Que devons-nous faire ? Réponses de Jean-Baptiste - Benoit XVI

Publié le par Jardinier de Dieu

déc08 157

L’Evangile de ce dimanche de l’Avent présente à nouveau la figure de Jean Baptiste, et le représentent s’adressant aux personnes qui viennent à lui au fleuve du Jourdain pour se faire baptiser. Puisque Jean, avec des paroles cinglantes, les exhorte tous à se préparer à la venue du Messie, ils lui demandent : « Que devons-nous faire ?» (Lc 3,10.12.14). Ces dialogues sont très intéressants et se révèlent d’une grande actualité.

La première réponse est adressée à la foule en général. Le Baptiste dit : « Celui qui a deux vêtements, qu'il partage avec celui qui n'en a pas ; et celui qui a de quoi manger, qu'il fasse de même ! » (v. 11). Ici nous pouvons voir un critère de justice, animé par la charité. La justice demande de dépasser le déséquilibre entre celui qui a du superflu et celui qui manque du nécessaire ; la charité pousse à être attentif à l’autre et à aller au-devant de ses besoins, au lieu de trouver des justifications pour défendre ses propres intérêts.

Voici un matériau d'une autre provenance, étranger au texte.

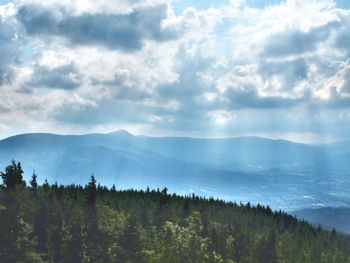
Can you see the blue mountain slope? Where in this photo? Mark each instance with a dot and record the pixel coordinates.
(281, 173)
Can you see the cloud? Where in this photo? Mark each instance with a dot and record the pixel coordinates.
(232, 67)
(297, 42)
(114, 31)
(62, 77)
(8, 48)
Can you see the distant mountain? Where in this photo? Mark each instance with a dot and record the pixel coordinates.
(280, 173)
(329, 217)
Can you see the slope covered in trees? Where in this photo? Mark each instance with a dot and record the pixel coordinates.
(55, 223)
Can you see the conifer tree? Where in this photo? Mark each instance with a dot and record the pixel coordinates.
(13, 175)
(33, 183)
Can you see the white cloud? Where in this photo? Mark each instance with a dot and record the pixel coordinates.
(213, 62)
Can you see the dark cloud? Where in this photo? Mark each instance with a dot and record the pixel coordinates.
(294, 42)
(62, 77)
(114, 31)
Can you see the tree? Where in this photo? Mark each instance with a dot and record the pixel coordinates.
(33, 183)
(13, 175)
(91, 191)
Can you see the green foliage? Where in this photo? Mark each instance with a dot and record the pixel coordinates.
(13, 175)
(71, 223)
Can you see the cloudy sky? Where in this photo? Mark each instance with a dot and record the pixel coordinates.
(278, 69)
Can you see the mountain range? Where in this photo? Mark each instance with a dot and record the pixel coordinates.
(283, 174)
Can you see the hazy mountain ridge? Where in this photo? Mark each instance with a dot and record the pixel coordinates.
(280, 173)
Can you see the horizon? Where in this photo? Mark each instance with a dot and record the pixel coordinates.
(174, 136)
(277, 69)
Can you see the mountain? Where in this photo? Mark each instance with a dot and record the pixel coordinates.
(283, 174)
(328, 217)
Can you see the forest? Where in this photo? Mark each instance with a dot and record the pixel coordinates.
(93, 223)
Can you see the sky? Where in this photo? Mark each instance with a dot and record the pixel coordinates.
(200, 68)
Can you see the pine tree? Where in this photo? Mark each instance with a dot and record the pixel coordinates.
(91, 191)
(13, 175)
(33, 183)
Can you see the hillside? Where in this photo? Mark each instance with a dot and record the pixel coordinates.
(56, 223)
(242, 168)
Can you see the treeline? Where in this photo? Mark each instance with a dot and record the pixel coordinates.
(56, 223)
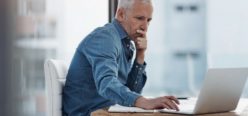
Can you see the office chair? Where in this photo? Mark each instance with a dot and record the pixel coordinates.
(55, 75)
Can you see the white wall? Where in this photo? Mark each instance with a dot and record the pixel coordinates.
(80, 18)
(227, 33)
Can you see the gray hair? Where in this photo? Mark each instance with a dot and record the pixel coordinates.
(127, 4)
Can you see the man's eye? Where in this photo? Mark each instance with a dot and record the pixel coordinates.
(140, 18)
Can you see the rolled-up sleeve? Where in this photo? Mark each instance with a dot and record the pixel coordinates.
(102, 53)
(137, 77)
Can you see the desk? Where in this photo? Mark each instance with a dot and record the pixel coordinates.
(241, 110)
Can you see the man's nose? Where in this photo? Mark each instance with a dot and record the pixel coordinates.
(144, 26)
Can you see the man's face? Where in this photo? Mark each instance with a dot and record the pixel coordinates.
(136, 18)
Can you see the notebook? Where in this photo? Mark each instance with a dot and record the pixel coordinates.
(220, 92)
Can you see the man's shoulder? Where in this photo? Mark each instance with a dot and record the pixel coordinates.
(106, 29)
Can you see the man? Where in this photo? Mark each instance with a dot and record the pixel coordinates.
(102, 72)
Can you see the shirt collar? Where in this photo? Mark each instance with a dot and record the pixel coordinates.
(123, 34)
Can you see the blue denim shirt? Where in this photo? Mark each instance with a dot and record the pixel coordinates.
(100, 74)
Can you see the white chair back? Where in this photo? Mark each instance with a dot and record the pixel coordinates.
(55, 75)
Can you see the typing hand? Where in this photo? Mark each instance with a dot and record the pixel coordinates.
(168, 102)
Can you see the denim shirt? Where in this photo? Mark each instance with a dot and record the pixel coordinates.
(100, 73)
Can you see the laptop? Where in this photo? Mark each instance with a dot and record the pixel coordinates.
(220, 92)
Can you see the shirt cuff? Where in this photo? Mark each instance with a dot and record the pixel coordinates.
(140, 67)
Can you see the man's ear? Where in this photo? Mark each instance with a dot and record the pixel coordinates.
(120, 14)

Justice et charité ne s’opposent pas, mais sont toutes deux nécessaires et se complètent mutuellement. « L’amour sera toujours nécessaire, même dans la société la plus juste », car «il y aura toujours des situations de nécessité matérielle, pour lesquelles une aide est indispensable, dans le sens d’un amour concret pour le prochain » (Enc. Deus caritas est, 28).

Et puis nous voyons la deuxième réponse, dirigée vers quelques « publicains », c’est-à-dire percepteurs des taxes pour le compte des Romains. Les publicains étaient méprisés pour cela, et pour le fait qu’ils profitaient de leur position pour voler. Le Baptiste ne leur dit pas de changer de métier, mais de ne rien exiger de plus que ce qui a été fixé (cf. v. 13). Le prophète, au nom de Dieu, ne demande pas des gestes exceptionnels, mais avant tout l’accomplissement honnête de son devoir. Le premier pas vers la vie éternelle est toujours l’observance des commandements; en l’occurrence le septième : «Tu ne voleras pas» (cf. Ex 20,15).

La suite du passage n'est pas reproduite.